Tag Archives: Antoni Wit

The Hidden Meaning of “Fragile” Music

My friend’s four and a half-year-old daughter always wants to look at things in my room. She’s not allowed to come in without my permission, so the off-limits zone is mostly likely, enticing.

The other day she was given permission and gleefully wandered around before stopping by my internet radio and listening. “Hey, what’s the fragile music you’re playing?” I was listening to classical music, the only thing I ever listen to on my internet radio. “What do you mean?” I asked her. “Why is it fragile?”

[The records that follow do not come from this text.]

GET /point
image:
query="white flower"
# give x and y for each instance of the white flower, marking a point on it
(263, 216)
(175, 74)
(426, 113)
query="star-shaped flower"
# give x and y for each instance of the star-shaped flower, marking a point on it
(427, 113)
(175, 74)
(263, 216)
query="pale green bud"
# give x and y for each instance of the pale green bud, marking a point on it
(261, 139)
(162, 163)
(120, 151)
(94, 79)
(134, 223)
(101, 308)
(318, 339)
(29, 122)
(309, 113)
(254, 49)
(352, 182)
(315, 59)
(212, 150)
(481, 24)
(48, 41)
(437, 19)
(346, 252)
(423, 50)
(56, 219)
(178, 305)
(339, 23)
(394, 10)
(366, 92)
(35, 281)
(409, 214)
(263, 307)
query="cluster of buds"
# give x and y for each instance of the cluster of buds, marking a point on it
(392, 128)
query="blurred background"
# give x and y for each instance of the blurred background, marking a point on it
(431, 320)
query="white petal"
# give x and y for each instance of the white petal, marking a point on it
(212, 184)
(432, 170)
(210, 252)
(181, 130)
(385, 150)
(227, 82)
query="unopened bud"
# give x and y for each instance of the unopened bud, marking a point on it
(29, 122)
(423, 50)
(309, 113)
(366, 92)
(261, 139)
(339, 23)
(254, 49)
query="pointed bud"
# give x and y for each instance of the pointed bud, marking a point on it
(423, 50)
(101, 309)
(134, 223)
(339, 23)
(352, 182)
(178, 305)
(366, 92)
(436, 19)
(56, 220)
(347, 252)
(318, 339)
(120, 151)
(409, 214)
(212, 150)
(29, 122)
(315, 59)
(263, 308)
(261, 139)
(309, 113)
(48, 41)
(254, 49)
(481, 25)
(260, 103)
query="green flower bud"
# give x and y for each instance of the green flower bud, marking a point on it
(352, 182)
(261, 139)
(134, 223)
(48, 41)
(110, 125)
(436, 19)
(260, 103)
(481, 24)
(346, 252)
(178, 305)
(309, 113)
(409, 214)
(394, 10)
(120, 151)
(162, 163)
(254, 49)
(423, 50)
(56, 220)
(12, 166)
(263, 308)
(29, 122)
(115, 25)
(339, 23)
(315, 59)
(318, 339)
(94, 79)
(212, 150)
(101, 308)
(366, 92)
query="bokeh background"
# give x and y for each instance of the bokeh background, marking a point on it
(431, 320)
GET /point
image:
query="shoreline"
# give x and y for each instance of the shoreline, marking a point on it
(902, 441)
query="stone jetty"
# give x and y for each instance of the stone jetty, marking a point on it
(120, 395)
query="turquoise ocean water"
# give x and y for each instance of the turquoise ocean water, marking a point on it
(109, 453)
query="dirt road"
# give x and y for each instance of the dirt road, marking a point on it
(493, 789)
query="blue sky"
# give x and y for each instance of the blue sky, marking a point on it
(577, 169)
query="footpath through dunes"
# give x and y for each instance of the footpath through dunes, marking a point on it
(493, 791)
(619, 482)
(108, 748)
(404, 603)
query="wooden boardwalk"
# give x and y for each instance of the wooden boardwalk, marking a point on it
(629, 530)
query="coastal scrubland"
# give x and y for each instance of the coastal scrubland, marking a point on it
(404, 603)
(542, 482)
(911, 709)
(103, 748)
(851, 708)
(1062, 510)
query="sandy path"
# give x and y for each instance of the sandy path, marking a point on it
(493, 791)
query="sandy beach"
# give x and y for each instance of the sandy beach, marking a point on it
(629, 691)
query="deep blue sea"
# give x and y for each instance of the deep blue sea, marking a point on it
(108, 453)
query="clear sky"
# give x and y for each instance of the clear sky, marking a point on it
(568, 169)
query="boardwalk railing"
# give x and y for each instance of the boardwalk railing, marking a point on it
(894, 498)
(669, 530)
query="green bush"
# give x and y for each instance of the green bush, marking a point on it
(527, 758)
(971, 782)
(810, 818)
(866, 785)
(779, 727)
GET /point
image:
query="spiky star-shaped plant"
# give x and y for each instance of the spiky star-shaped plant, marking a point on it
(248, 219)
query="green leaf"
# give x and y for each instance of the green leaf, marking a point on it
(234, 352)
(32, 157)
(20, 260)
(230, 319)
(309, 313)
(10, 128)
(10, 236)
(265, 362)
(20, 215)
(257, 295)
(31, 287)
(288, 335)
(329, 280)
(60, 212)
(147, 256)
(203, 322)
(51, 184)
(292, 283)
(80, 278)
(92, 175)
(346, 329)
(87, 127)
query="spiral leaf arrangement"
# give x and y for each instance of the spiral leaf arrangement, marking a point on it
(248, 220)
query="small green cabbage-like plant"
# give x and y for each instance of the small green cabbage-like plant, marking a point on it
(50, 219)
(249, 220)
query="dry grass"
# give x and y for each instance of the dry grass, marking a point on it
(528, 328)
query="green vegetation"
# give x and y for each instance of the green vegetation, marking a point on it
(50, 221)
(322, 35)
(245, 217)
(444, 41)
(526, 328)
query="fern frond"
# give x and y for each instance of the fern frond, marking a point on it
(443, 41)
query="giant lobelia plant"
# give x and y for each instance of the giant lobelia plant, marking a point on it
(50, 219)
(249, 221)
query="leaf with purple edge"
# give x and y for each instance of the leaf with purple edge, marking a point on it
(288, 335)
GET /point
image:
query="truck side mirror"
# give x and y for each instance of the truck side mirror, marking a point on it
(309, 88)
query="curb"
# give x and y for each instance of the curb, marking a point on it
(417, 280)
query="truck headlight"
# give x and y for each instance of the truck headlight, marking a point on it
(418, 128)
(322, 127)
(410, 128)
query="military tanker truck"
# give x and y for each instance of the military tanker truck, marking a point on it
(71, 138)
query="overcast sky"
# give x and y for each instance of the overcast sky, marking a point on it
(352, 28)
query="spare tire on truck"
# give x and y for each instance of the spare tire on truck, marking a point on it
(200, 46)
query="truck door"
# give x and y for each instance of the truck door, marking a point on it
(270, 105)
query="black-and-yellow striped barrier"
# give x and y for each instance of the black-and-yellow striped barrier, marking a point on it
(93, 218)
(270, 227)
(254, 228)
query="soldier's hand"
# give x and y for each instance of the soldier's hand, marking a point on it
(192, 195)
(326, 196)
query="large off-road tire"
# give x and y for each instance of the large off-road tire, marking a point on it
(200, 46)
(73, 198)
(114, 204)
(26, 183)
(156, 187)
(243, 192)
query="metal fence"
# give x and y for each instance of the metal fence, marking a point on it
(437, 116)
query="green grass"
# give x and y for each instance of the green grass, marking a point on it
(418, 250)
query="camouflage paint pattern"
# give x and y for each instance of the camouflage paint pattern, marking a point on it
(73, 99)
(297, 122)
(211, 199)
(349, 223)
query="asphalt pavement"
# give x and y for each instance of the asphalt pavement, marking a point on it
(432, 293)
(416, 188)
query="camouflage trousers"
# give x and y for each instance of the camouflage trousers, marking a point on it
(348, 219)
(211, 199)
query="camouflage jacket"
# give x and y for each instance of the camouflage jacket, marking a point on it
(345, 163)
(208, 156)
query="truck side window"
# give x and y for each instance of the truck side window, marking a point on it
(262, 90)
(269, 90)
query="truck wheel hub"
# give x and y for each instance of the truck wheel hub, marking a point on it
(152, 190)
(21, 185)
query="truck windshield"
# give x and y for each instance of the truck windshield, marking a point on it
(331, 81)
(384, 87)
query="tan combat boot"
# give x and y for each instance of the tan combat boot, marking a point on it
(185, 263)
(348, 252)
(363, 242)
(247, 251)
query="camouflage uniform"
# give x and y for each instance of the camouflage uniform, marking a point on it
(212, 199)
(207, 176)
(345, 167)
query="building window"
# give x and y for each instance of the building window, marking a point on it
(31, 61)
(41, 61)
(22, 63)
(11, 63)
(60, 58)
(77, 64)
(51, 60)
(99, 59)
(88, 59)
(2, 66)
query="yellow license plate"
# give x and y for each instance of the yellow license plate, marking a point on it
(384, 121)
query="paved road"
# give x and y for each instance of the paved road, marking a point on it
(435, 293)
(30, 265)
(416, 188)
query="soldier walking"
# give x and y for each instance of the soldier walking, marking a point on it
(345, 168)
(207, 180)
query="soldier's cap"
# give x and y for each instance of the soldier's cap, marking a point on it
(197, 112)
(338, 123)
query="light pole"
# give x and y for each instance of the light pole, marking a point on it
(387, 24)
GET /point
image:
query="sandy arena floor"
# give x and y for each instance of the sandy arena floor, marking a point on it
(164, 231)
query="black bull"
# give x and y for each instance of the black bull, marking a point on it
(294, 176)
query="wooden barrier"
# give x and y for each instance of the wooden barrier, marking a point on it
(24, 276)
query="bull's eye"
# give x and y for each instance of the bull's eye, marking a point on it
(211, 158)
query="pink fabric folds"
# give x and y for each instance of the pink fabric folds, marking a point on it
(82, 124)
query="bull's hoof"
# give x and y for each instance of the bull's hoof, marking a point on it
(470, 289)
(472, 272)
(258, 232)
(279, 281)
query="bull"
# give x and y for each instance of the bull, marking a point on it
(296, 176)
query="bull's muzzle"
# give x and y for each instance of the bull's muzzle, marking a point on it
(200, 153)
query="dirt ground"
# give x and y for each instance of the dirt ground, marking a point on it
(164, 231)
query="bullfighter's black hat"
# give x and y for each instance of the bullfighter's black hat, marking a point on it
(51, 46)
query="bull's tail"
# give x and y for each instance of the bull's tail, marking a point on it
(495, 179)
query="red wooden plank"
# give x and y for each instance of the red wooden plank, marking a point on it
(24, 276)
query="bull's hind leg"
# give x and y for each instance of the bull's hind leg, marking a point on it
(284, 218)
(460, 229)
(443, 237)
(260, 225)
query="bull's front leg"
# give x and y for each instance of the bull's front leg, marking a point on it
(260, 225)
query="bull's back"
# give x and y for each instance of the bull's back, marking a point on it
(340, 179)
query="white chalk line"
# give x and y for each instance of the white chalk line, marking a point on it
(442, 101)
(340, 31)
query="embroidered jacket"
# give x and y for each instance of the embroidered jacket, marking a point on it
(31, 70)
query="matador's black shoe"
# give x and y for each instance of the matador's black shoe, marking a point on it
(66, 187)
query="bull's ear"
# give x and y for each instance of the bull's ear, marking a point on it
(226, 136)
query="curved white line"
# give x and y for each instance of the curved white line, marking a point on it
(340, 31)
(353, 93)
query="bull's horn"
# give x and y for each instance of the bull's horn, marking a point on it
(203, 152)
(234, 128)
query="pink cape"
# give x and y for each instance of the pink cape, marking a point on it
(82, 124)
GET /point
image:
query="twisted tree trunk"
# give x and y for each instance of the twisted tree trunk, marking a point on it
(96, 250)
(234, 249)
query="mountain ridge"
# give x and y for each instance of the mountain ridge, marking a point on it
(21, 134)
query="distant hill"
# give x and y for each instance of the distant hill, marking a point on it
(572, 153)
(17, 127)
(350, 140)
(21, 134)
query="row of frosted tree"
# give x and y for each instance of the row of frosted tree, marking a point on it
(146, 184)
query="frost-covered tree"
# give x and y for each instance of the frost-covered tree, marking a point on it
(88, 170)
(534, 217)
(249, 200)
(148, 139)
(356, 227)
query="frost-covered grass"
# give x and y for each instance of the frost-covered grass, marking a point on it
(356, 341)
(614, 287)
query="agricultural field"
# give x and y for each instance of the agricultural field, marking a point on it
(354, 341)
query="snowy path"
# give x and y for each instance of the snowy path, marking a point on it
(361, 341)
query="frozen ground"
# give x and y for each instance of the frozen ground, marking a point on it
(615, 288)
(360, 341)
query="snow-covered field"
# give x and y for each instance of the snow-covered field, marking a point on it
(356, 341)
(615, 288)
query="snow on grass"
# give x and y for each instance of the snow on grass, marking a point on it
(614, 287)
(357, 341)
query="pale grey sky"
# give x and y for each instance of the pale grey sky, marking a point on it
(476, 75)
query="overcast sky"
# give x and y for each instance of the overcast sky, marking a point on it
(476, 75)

“There aren’t any voices, it’s just music playing, so it’s fragile.” Well, I didn’t ask for her definition of fragile. But I couldn’t get this new term for classical music out of my mind. Coincidentally, I went to the symphony that very evening and ended up OD’ing on a dose of profound fragility.

I listened in awe to the Warsaw Philharmonic Orchestra and its conductor Antoni Wit complete its American tour with the Russian virtuoso Yulianna Avdeeva, who performed Beethoven’s Piano Concerto Op. 73 on a Steinway grand. According to Avdeeva, the Steinway was “tuned to 442.”

I kept thinking how fragile Beethoven’s Emperor is, how fragile Avdeeva is (she rarely pedaled on the Allegro — only immortals can carry that off!), and how fragile a 442 tuning is. In fact as the remarkable night wore on, I realized the pantheon of classical music greats and classical music in general, is fragile. It’s all very fragi-cal music.